Ather Energy, the prominent electric scooter manufacturer, has converted into a public limited company, signaling its intentions to go public in the near future. The decision was approved at the company’s recent annual general meeting (AGM), where it was resolved to rename the firm from Ather Energy Private Limited to Ather Energy Limited, according to sources familiar with the matter.
The conversion to a public limited entity follows Ather’s plans to raise $75-90 million (approximately Rs 750 crore) in primary funding from both new and existing investors. This funding round, expected to be led by current investors, could potentially value the company between $850 million and $1 billion, as reported earlier.

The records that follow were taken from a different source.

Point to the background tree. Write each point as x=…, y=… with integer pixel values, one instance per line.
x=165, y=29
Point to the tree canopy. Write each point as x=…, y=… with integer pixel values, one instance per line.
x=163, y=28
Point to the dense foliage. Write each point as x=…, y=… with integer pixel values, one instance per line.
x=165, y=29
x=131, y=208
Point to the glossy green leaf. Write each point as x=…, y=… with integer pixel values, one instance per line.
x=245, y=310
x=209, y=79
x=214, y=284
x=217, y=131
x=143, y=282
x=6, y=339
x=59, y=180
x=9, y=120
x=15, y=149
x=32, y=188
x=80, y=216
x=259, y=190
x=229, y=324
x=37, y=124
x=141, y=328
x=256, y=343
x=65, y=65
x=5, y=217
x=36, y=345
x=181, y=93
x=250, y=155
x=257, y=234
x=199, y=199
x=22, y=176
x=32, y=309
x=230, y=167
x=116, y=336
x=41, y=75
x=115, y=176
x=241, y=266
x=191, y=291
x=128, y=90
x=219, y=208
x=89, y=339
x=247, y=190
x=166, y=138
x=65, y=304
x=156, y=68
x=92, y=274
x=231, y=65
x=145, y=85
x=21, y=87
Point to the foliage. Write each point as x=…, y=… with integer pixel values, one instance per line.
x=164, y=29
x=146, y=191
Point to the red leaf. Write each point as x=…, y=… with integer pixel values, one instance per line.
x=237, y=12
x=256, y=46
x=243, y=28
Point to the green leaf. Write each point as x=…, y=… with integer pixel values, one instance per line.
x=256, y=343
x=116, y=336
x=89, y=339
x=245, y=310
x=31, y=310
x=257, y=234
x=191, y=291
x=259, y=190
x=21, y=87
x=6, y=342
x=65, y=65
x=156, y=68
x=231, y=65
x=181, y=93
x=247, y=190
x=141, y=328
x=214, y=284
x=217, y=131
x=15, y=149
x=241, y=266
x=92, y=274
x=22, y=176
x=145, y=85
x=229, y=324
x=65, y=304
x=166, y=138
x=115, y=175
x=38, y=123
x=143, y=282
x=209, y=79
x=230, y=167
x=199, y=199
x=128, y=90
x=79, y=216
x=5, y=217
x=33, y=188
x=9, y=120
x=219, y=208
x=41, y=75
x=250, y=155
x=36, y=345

Recently, Ather Energy experienced significant developments in its shareholder structure, with Flipkart co-founder Sachin Bansal divesting his remaining 7.5% stake in the company. This stake was acquired in part by Hero MotoCorp, now the largest shareholder holding approximately 40% of Ather’s shares, solidifying its position as a key investor.
Earlier in May, Ather raised Rs 286 crore ($34 million) through a funding round involving contributions from its founders and Stride Ventures, combining debt and equity investments to bolster its financial position.
Hero MotoCorp, in a recent filing, disclosed Ather’s turnover for FY24 at Rs 1,753 crore, marginally lower than its operating revenue of Rs 1,784 crore in FY23. No profit or loss figures were reported for FY24; however, Ather had posted a net loss of Rs 864 crore in FY23.
The transition to a public limited company marks a pivotal step for Ather Energy as it prepares to expand its market presence and further innovate in the electric vehicle sector, leveraging its established brand and technological advancements.